We distributed our survey via mailing lists and social media at a local university. Finally, we collected 32 responses; however, some of the participants did not finish all the 10 questions. All participants have a computer science major. The medians of their self-reported familiarity to visualization tools (e.g., Matplotlib), machine learning tools (e.g., Keras), and Python are 4 ( $Mode=4$ ), 4 ( $Mode=5$ ), and 5 ( $Mode=6$ ), respectively, on a 1-7 Likert scale (1 = “very unfamiliar” and 7 = “very familiar”). As Figure 7b indicates, overall, participants thought Doc2Vec generated more relevant results than Sentence-BERT. As shown in Figure 7a, roughly, there are similar numbers of relevant items chosen by participants. For some queries such as “plot dataset,” “how to read file,” and “how to import libraries,” most of the items are voted relevant for both models. Besides the number of relevant items selected for each query, the more top-ranked items are chosen, the better the model’s performance is. For most queries, especially “svm,” “train machine learning model,” and “knn to perform classification,” more participants chose items with smaller search ranks for Doc2Vec. Further, for all the queries, there are more top-3 items chosen by participants for Doc2Vec, compared to Sentence-BERT.

A.3. Deployment Details

Table 3. Results of the experiments on Uber internal dataset for comparing the performance of the four translation models: GRU, LSTM, BiLSTM, and LSTM with Attention.
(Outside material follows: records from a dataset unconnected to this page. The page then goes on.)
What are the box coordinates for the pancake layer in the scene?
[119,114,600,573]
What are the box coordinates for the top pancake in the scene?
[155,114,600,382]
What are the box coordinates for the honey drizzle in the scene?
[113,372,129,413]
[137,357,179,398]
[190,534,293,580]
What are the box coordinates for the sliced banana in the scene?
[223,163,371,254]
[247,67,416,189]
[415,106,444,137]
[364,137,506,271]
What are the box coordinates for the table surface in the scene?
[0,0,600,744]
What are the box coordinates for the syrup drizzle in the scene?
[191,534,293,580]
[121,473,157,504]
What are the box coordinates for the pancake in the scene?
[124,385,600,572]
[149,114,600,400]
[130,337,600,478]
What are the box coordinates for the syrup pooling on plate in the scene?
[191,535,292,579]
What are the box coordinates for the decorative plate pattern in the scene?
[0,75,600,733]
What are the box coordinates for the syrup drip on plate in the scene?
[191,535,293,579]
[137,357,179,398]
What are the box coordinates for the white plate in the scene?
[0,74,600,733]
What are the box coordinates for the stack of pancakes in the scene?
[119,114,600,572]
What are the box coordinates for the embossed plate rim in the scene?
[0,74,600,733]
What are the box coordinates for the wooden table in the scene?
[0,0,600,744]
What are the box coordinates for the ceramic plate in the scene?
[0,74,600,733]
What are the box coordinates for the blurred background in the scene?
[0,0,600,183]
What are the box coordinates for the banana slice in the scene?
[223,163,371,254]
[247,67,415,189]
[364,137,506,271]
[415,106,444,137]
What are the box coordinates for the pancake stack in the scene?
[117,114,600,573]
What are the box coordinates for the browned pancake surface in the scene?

	GRU	LSTM	BiLSTM	LSTM w/ Att.
1-gram	0.62410	0.62203	0.61912	0.26917
2-gram	0.55517	0.55542	0.55353	0.21200
3-gram	0.44067	0.44257	0.44106	0.11814
4-gram	0.34854	0.34851	0.34934	0.05638
Cumulative Avg.	0.36927	0.36912	0.36981	0.06936

We deployed NBSearch with the internal framework from our experts’ company, so that we could evaluate NBSearch with professional developers on tasks and datasets that are more meaningful to them. The internal dataset contains 5,583 notebooks with around 365K code cells (around 95K cells with comments). These notebooks were written by software engineers and data scientists from different groups at Uber, and they often have usages of internal libraries. We retrained the models using these notebooks and evaluated the models by comparing the BLEU scores and search results (Table 3). From the BLEU scores, we can see that GRU, LSTM, and BiLSTM performed very similar, aligned with our experimental results with the public dataset. While the cumulative BLEU scores are lower than those in Table 2, the results still reached the quality of “good translations” (Cloud, 2020). We then manually examined the results of GRU, LSTM, and BiLSTM from a set of search queries via consultations with our experts, and finally selected GRU for the quality of content in results. We then deployed the NBSearch user interface with this model. The deployment into the internal platform has flask applications hosted in docker images. One of the difficulties we encountered was to resolve the dependency conflicts between the library versions used in NBSearch and the standard library presets in the docker image.